The series, written and drawn by Pugh, centres on Alice Hotwire, a genius detective exorcist responsible for policing the ghostly ‘blue-lights’ that have started walking the earth. Raised by scientists and refusing to give in to sentimentality, Alice constantly rubs up against the conventional thinking of ‘most folk’, refusing to trust the artificial intelligence that controls most of the city and not even admitting that these blue-lights are anything so fanciful as ghosts. She’s a stubborn, unpopular presence in a police force that finds her job creepy at best, but she finds an unlikely ally when she’s teamed up with homicide detective Mobey in the mini-series Hotwire: Requiem for the Dead.
Ellis and Pugh have dreamt up a completely believable future England, a world of data clouds where cars can’t crash, machines fix themselves and the human race is even less handy than we are now. It’s a world where American slang sits alongside British insults and the same petty interdepartmental politics that hamper the police force today are still bugging them decades on. The blue-lights add a fantastical element to the story, but everything else is alarmingly possible. In Requiem for the Dead, the police force are even dealing with a massive riot caused by a case of reported police brutality, drawing unsettling parallels to the recent London riots, even though this series was written two years before those took place. It gives the book a level of relevance and social commentary that perhaps may have been missing if you read the book a year ago.

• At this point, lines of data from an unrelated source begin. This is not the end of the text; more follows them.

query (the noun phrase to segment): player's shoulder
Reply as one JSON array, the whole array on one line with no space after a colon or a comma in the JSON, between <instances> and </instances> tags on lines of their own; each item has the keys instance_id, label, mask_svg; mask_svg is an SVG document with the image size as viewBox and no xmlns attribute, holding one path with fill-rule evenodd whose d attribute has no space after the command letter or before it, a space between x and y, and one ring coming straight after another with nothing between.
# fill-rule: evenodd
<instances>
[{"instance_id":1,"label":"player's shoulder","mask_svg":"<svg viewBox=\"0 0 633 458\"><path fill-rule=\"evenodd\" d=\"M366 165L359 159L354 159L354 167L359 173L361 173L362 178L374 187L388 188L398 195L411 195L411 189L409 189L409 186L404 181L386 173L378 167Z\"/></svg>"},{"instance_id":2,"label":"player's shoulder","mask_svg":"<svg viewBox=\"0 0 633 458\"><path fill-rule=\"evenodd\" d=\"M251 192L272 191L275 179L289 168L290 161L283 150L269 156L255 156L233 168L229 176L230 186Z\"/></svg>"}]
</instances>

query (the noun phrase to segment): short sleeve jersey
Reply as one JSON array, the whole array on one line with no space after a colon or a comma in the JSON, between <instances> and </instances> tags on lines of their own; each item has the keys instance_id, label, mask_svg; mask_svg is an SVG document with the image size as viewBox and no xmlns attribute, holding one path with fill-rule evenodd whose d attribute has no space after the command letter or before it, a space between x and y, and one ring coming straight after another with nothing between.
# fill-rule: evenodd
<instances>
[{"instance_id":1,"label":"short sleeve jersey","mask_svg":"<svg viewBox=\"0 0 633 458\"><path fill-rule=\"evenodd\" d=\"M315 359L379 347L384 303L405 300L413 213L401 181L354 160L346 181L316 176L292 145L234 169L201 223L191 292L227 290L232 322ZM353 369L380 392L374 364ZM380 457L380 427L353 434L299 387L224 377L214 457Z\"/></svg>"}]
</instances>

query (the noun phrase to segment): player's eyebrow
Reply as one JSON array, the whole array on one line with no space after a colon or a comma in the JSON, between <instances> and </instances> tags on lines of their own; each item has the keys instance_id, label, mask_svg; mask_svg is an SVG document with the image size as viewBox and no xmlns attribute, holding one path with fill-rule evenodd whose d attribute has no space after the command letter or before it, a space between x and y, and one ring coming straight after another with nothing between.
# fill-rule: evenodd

This strange world is rooted by a surprisingly simple central concept: it’s a buddy detective comic. The young, stubborn, damaged exorcist and her older, grumbling partner, growing into a protective father-figure of sorts as the series goes on. Alice and Mobey are great characters, easing you into this strange world and giving you a spiky, argumentative central relationship to root for and enjoy. There is nothing particularly unexpected or new about their relationship, except perhaps for Mobey’s happily-married status thankfully removing any element of will-they-won’t-they, but it is very well-executed. In fact, all the incidental characters in this series are fleshed out and interesting, particularly Darrow, the police commander who starts her new job on the worst possible day.
Despite all this, the first thing readers will find themselves saying about the book is how damn gorgeous it looks. Pugh is a great artist, creating a dark world of cyberpunk neons peopled with realistic, expressive faces and inventively weird-looking monsters. He handles the action (and there’s a lot of it) excellently, with a real sense of pace and thrill, but makes the low-key scenes just as entertaining. I enjoyed his giant blue-light monsters just as much as the little moments of doubt he etches on the face of the swaggering Alice.
In this series Pugh has not only made Britain look exciting, he’s also co-created a very cool action heroine in the difficult, screwed-up Alice, who deserves to be at the centre of many stories yet. It’s a fun book with a lot to say about the world we live in and a skilled knack at balancing the paranormal/scientific action with the political dilemmas and power-plays of the police HQ. Definitely a trade worth picking up for anyone who wants a break from superhero action.